Integrated self-sensing has been successfully deployed in closed-loop DEA control, with displacement estimation errors as low as <0.7 mm in slow regime, but increasing significantly with frequency and controller gain due to delay and noise amplification—leading to non-negligible degradation compared to direct sensor feedback.
Implications and Future Directions
The tractability of high-bandwidth, high-precision DEA modeling, control, and self-sensing remains a limiting factor for wide-scale adoption in advanced soft robotic manipulators, biomedical devices, and adaptive haptics. Three main research avenues are identified:
- Generalized Rate-Dependent Hysteresis Models: Accurate, invertible, and computationally tractable hysteresis models covering the entire DEA operation envelope remain elusive. Unified frameworks that hybridize physics-based insights with data-driven adaptivity are needed.
- High-Bandwidth Sensorless Control: Achieving closed-loop performance matching sensor-based architectures at high frequency and amplitude, including in multi-DOF and under-actuated configurations, is an open problem requiring integration of advanced real-time identification, adaptive control, and robust estimation under adversarial noise.
- Scalability to Multi-DOF Systems: Current methods are largely validated on single-DOF systems; extension to multi-DOF DEAs must account for cross-axis coupling, compounded nonlinearity, and increased computational complexity.

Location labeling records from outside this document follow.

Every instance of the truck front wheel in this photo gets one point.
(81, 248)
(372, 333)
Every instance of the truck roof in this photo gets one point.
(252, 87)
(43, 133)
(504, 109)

Adaptive and learning-based methods, including reinforcement learning and neural surrogate modeling, are expected to become increasingly prominent, but require rigorous guarantees for safety, stability, and interpretability.
Conclusion
The paper provides a substantive technical account of the state of DEA modeling, control, and self-sensing, rigorously cataloging both modeling architectures and control methodologies. While significant progress has been made, the complexity of DEA nonlinear behaviors continues to present fundamental theoretical and practical challenges—particularly for high-performance, multi-DOF, and sensorless applications. Future work is expected to merge model-based insight, real-time adaptive schemes, and data-driven advances to achieve robust, scalable solutions, accelerating the deployment of DEA-based soft robotic systems (2604.17199).